Forschungsdetails und Ziele
Das Forschungsprojekt PHYTOARK, das Anfang Mai 2021 am Leibniz-Institut für Ostseeforschung Warnemünde startete, hat als Ziel, die Auswirkungen des Klimawandels auf die Artenvielfalt in den Meeren, insbesondere die des Phytoplanktons in der Ostsee, detailliert zu untersuchen. Es involviert zehn Forschungseinrichtungen aus Deutschland, Finnland, Schweden und den USA, darunter das Senckenberg Biodiversität und Klima Forschungszentrum und die Universitäten Hamburg und Konstanz. Die Leitung hat Dr. Anke Kremp, eine erfahrene Phytoplanktonökologin. Die Studie wird mit rund 1 Million Euro über einen Zeitraum von drei Jahren von der Leibniz-Gemeinschaft unterstützt, wie senckenberg.de berichtet.
Ein faszinierender Aspekt der Untersuchung ist die verwendete Methodik, die Paläoumweltforschung, experimentelle Planktonökologie und Ökosystemmodellierung kombiniert. Durch die Analyse von Umwelt-DNA aus Sedimentproben wird es möglich, DNA-Zeitreihen zu erstellen, die Rückschlüsse auf frühere Umweltbedingungen wie Salzgehalt, Sauerstoff und Temperatur zulassen. Ziel ist es, die Phytoplanktongemeinschaften der Ostsee über verschiedene Zeitperioden zu rekonstruieren und die evolutionären Anpassungen an klimabedingte Veränderungen zu erforschen.

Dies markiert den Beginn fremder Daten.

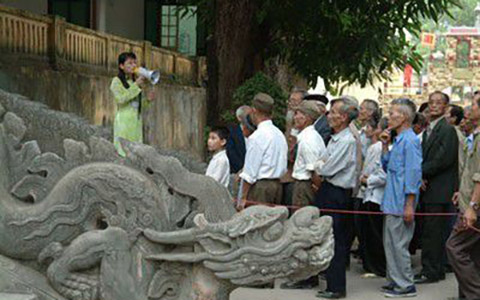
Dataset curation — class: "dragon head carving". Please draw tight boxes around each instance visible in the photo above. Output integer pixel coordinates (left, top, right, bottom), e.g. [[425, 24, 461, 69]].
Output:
[[144, 205, 334, 286]]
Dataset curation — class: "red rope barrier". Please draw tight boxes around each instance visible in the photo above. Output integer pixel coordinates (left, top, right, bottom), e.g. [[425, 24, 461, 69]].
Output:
[[242, 200, 458, 217], [234, 200, 480, 233]]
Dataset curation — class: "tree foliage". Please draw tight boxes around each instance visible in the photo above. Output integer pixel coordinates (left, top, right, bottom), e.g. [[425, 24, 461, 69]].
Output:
[[222, 72, 288, 131], [183, 0, 459, 86]]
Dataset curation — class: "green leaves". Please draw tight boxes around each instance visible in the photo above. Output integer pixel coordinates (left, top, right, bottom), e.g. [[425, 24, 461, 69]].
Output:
[[253, 0, 456, 89], [221, 72, 288, 131]]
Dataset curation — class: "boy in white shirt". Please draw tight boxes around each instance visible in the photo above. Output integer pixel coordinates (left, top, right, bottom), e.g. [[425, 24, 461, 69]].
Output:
[[205, 128, 230, 188]]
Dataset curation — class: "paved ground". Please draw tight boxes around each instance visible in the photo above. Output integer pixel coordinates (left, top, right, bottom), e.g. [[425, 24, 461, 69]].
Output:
[[230, 256, 457, 300]]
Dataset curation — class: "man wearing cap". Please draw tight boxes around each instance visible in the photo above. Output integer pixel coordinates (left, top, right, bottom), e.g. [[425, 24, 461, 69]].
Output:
[[305, 94, 332, 145], [238, 93, 288, 209], [312, 97, 358, 299], [292, 101, 326, 206]]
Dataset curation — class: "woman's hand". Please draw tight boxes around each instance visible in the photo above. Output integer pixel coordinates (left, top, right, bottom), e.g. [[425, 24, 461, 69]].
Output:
[[452, 192, 460, 206], [135, 76, 145, 88], [463, 207, 477, 227], [147, 90, 156, 101], [379, 129, 391, 145], [360, 174, 368, 185], [403, 203, 415, 224]]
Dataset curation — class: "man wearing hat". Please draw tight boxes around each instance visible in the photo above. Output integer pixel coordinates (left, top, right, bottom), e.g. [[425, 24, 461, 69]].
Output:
[[238, 93, 288, 209], [292, 101, 326, 206]]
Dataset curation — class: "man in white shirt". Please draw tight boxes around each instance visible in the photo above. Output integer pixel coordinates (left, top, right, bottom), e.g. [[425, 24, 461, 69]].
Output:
[[238, 93, 288, 209], [312, 97, 358, 299], [292, 101, 326, 206]]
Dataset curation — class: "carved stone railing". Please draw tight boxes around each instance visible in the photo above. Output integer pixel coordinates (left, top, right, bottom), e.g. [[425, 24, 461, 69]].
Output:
[[0, 5, 206, 84], [0, 6, 52, 56]]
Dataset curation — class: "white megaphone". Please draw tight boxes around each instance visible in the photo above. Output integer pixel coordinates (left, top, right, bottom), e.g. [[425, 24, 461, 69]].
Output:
[[135, 67, 160, 84]]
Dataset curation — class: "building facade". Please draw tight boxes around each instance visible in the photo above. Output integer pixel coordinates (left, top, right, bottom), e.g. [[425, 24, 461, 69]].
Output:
[[0, 0, 206, 56]]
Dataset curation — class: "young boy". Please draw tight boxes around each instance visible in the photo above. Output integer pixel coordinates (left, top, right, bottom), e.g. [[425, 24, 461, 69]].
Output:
[[205, 128, 230, 188]]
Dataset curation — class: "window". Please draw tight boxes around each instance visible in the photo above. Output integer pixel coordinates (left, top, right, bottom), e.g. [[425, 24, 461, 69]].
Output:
[[48, 0, 91, 28], [456, 39, 470, 68], [145, 0, 202, 56], [160, 5, 178, 50]]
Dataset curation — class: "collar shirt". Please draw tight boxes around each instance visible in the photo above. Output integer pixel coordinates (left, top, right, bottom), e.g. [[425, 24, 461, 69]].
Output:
[[360, 127, 372, 157], [362, 142, 387, 205], [240, 120, 288, 184], [417, 130, 425, 144], [292, 125, 326, 180], [205, 150, 230, 187], [458, 132, 480, 212], [382, 128, 422, 216], [465, 133, 474, 153], [425, 116, 445, 141], [315, 127, 358, 189]]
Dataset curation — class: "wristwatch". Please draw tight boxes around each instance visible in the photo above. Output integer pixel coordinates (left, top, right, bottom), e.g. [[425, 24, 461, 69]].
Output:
[[470, 201, 480, 211]]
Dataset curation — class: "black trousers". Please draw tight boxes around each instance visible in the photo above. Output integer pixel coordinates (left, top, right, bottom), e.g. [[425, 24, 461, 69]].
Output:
[[315, 181, 350, 293], [421, 203, 451, 280], [446, 217, 480, 300], [360, 202, 387, 277]]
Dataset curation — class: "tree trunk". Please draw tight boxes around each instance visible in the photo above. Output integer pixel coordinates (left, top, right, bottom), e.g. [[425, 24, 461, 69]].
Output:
[[207, 0, 264, 125]]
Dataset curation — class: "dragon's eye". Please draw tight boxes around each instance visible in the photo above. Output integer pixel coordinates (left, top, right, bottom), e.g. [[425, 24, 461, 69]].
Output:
[[263, 222, 283, 242]]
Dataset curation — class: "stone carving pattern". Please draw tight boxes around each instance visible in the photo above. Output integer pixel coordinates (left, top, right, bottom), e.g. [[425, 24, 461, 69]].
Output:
[[0, 92, 333, 300]]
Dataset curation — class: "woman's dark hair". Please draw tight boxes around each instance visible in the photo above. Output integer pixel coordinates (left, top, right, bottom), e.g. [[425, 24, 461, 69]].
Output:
[[366, 109, 381, 128], [450, 104, 463, 126], [117, 52, 137, 89], [378, 117, 388, 130], [210, 127, 230, 140]]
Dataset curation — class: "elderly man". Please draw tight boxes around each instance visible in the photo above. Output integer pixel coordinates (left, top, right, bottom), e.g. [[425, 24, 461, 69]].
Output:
[[226, 105, 252, 174], [354, 99, 379, 157], [380, 99, 422, 298], [292, 101, 326, 206], [447, 94, 480, 300], [312, 97, 358, 299], [238, 93, 288, 209], [280, 87, 308, 205], [415, 91, 458, 284]]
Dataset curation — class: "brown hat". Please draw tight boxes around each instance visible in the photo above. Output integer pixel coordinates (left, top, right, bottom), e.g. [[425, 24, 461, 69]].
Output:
[[252, 93, 275, 113], [297, 101, 322, 120]]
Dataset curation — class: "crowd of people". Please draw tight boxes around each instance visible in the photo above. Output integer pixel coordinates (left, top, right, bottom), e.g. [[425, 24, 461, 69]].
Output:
[[207, 89, 480, 300]]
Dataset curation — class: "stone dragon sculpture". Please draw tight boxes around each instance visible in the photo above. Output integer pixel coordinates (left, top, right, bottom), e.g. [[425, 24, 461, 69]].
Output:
[[0, 91, 333, 300]]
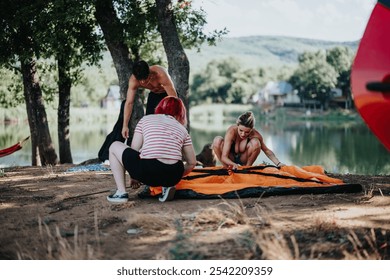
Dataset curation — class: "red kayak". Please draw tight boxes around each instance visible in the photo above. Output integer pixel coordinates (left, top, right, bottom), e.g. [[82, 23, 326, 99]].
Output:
[[351, 0, 390, 151]]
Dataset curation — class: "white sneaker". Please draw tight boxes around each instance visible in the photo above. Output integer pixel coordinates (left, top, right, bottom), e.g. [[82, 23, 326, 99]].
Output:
[[158, 186, 176, 202]]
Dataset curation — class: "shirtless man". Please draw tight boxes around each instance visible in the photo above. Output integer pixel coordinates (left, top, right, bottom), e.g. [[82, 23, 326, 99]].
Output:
[[213, 112, 284, 169], [122, 60, 177, 139]]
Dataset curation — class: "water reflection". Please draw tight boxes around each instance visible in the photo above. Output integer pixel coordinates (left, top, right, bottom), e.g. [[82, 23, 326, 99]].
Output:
[[191, 115, 390, 175]]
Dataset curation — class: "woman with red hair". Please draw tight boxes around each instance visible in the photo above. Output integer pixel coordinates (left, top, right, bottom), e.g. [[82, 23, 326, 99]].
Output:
[[107, 96, 196, 202]]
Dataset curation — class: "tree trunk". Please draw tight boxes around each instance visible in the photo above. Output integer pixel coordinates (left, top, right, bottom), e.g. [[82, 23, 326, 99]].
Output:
[[156, 0, 190, 128], [95, 0, 144, 143], [21, 59, 57, 165], [57, 58, 73, 163]]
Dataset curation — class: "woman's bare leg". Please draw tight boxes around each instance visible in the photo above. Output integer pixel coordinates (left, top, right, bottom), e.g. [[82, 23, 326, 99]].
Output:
[[211, 136, 227, 167], [108, 141, 129, 193]]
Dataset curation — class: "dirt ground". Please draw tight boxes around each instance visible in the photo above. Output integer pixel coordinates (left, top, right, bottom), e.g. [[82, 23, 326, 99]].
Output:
[[0, 165, 390, 260]]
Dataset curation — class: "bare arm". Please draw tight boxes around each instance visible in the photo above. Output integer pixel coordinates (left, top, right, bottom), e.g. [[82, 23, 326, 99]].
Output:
[[221, 126, 238, 169], [182, 145, 196, 176], [122, 75, 138, 139], [131, 132, 144, 152], [260, 137, 285, 166]]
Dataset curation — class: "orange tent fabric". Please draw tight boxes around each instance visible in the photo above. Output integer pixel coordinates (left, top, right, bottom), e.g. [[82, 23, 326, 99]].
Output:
[[0, 136, 30, 157], [140, 165, 362, 198]]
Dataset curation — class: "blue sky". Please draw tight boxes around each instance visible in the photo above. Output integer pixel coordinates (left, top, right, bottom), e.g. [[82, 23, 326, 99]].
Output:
[[192, 0, 377, 41]]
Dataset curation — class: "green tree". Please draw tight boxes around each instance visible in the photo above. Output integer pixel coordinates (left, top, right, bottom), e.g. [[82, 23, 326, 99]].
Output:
[[40, 0, 103, 163], [95, 0, 226, 134], [191, 58, 266, 104], [0, 0, 57, 165]]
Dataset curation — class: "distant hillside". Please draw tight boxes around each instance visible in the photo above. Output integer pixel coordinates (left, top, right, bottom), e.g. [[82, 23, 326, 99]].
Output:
[[186, 36, 359, 73]]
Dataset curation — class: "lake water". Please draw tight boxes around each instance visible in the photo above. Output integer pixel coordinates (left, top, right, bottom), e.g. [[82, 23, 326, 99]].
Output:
[[0, 107, 390, 175]]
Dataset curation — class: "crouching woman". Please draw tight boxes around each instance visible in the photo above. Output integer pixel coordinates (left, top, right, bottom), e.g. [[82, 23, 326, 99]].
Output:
[[107, 96, 196, 202]]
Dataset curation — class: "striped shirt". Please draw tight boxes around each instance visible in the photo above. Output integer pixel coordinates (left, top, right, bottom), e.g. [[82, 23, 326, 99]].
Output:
[[134, 114, 192, 160]]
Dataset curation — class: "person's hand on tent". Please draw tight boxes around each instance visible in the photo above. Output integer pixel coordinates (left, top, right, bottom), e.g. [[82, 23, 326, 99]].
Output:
[[130, 178, 142, 189]]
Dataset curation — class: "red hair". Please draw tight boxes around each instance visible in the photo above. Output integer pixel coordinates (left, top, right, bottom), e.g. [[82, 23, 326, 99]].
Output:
[[155, 96, 187, 126]]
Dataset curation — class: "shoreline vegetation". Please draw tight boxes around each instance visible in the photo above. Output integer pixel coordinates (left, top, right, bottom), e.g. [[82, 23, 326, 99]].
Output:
[[0, 165, 390, 260]]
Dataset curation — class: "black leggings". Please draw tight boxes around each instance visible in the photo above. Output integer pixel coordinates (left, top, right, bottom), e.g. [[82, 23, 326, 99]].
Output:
[[145, 92, 168, 115], [122, 148, 184, 187]]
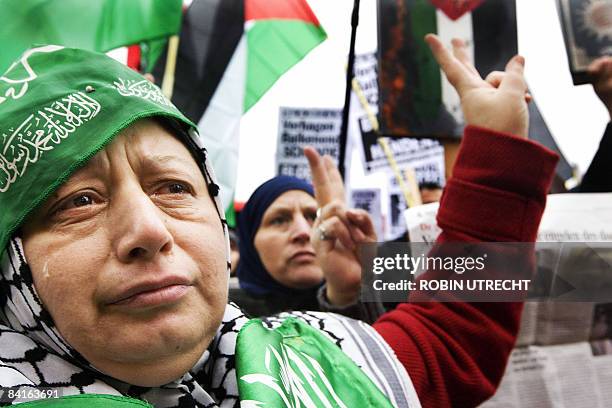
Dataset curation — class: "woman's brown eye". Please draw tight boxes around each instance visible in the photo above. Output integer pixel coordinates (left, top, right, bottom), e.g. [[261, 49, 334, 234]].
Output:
[[168, 183, 189, 194], [72, 194, 93, 207]]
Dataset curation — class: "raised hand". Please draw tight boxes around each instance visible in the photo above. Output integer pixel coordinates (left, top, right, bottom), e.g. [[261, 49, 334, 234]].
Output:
[[425, 34, 529, 138], [587, 57, 612, 119], [304, 147, 376, 306]]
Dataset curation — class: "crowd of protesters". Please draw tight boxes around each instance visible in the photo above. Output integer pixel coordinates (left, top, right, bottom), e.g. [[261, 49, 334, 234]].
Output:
[[0, 17, 612, 407]]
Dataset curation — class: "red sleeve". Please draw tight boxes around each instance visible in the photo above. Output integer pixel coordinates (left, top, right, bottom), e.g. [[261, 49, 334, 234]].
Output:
[[374, 127, 558, 408]]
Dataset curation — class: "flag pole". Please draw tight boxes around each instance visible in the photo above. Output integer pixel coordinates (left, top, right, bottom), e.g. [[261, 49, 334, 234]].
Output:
[[162, 35, 179, 99], [338, 0, 359, 180]]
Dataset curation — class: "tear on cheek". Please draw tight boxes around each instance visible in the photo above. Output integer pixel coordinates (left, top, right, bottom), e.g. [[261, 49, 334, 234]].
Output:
[[42, 260, 51, 279]]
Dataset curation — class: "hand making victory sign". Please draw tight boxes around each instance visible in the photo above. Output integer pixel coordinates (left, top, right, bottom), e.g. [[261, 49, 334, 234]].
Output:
[[304, 147, 376, 306], [425, 34, 531, 138]]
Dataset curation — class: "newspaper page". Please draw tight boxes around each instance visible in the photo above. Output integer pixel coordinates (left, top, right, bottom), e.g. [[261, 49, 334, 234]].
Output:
[[481, 342, 612, 408]]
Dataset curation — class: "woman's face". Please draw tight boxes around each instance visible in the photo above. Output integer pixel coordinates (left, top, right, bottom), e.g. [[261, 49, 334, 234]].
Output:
[[254, 190, 323, 289], [22, 120, 227, 386]]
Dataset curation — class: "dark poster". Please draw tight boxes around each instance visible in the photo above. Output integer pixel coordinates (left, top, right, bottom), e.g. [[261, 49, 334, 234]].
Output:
[[378, 0, 517, 138], [557, 0, 612, 85]]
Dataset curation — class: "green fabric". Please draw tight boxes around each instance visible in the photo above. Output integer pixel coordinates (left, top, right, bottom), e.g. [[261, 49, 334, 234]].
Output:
[[225, 199, 236, 228], [236, 318, 392, 408], [244, 20, 327, 112], [140, 38, 168, 73], [0, 0, 183, 72], [9, 394, 153, 408], [410, 0, 442, 121], [0, 46, 195, 253]]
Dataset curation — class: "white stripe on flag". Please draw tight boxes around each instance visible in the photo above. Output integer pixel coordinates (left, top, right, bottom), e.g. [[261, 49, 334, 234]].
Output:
[[436, 9, 474, 123], [198, 35, 247, 210]]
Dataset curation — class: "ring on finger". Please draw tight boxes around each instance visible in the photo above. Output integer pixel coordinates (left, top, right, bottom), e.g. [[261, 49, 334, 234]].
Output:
[[317, 224, 331, 241]]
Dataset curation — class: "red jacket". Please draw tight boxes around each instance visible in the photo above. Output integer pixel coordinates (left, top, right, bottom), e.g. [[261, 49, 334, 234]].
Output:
[[374, 127, 558, 408]]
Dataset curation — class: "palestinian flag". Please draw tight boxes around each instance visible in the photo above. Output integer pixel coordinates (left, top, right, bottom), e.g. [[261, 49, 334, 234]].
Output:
[[153, 0, 326, 223], [379, 0, 572, 180], [379, 0, 518, 137], [0, 0, 182, 75]]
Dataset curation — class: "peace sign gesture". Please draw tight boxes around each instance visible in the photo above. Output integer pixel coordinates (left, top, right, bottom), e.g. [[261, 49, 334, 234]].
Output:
[[425, 34, 530, 138], [304, 147, 376, 306]]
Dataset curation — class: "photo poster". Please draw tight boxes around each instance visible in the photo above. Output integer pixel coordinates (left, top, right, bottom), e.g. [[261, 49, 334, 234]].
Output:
[[350, 188, 385, 239], [557, 0, 612, 85], [386, 147, 446, 239], [275, 107, 342, 181], [378, 0, 518, 138]]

Klimaschutz und technologische Innovationen
Zusätzlich zu den genannten Studien gibt es eine weitere bedeutende Initiative am GEOMAR Helmholtz-Zentrum für Ozeanforschung Kiel. Hier wurde ein neues KI-Leuchtturmprojekt namens KIMMCO ins Leben gerufen, das sich mit dem natürlichen Klimaschutz in der Ostsee beschäftigt. Ziel ist es, die Rolle des Phytoplanktons für den Klimaschutz präziser zu erfassen. Phytoplankton macht zwar nur 1-2 % der pflanzlichen Biomasse aus, ist jedoch für fast 40 % der globalen CO2-Aufnahme verantwortlich, wie geomar.de betont.
Das KIMMCO-Projekt, das mit etwa 2,16 Millionen Euro gefördert wird, wird von Prof. Dr. Anja Engel geleitet und nutzt eine innovative Kombination aus Sensormessungen, mikroskopischen Kameras und satellitengestützter Fernerkundung, um in Echtzeit Informationen über die Produktivität und Artenzusammensetzung des Phytoplanktons zu liefern. Im Rahmen des Aktionsprogramms Natürlicher Klimaschutz (ANK) des Bundesumweltministeriums soll KIMMCO die Grundlagen für internationale Monitoringprogramme und Umweltindikatoren legen.
Diese interdisziplinären Forschungsansätze zeigen, wie wichtig die Erhaltung und das Verständnis der marinen Biodiversität – insbesondere des Phytoplanktons – für die Bekämpfung des Klimawandels und den Schutz der Meere sind. Der Einfluss des Menschen auf natürliche Systeme ist unübersehbar und erfordert dringend nachhaltige und innovative Lösungsansätze.